The problem with trying to be analytical about this is “niceness” is impossible to quantify. So I took it upon myself to look at the performance of 20 public companies and the Glassdoor reviews of the CEOs in the lifetime-ago pre-pandemic era.
Here’s the list of the top 10 best and worst CEOs in 2019 and a chart plotting their Glassdoor rating against their stock growth in 2019.
Top 10 Worst CEOs
- Micheal Kasbar (4% rating) – World Fuel Services
- Mary Barra (6% rating) – General Motors:
- Christopher Crane (8% rating) – Exelon
- Noel White (8% rating) – Tyson Foods
- James Gorman (9% rating) – Morgan Stanley
- A. James Teague (9% rating) – Enterprise Products Partners
- Richard Hume (9% rating) – Tech Data
- Stefano Pessina (23% rating) – Walgreen Boots Alliance
- Michael Tipsord (34% rating) – State Farm Insurance
- Larry Merlo (35% rating) – CVS Health
Top 10 Best CEOs
- Donald Layton (100% rating) – Freddie Mac
- Larry Page (100% rating) – Alphabet (Google)

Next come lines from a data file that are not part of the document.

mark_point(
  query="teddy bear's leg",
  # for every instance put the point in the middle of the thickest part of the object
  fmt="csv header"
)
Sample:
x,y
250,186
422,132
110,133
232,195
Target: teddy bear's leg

- Albert Bourla (100% rating) – Pfizer
- Richard Fairbank (99% rating) – Capital One Financial
- Hugh Frater (99% rating) – Fannie Mae
- Mark Zuckerberg (99% rating) – Facebook
- Michael Dell (97% rating) – Dell Technologies
- Kelcy Warren (97% rating) – Energy Transfer
- Satya Nadella (97% rating) – Microsoft
- Samuel Allen (96% rating) – Deere
Doing some unsophisticated statistics, I find a slightly positive correlation between Glassdoor rating and stock returns. The average 2019 return among the highly-rated (my proxy for “nice”) Glassdoor CEOs is 54%. The average for poorly rated (“mean”) CEOs is 31%. The Pearson correlation between the Glassdoor Rating and the 2019 stock return is 0.19.
Looking at the chart, you see some outliers that bring up my nice CEOs’ performance. It’s convenient in my analysis that Alphabet’s CEO at the time, Larry Page, scored 100% on Glassdoor. There’s also some noise here: employees are likely to rate a CEO poorly when stock is underperforming regardless of how nice or mean they are.
However, to consider Larry Page for a bit, at least in public appearances, he seems like a legitimately nice guy. He’s one of the founders, a Stanford Ph.D. student who accidentally became a billionaire and had the leadership skills to ride the CEO seat to the top. If Larry Page was an asshole, I don’t think he would have made it as far.
My takeaway is this: I can be nice so long as I can deliver. More to the point, if being nice helps me deliver, then this is an easy answer: Be nice.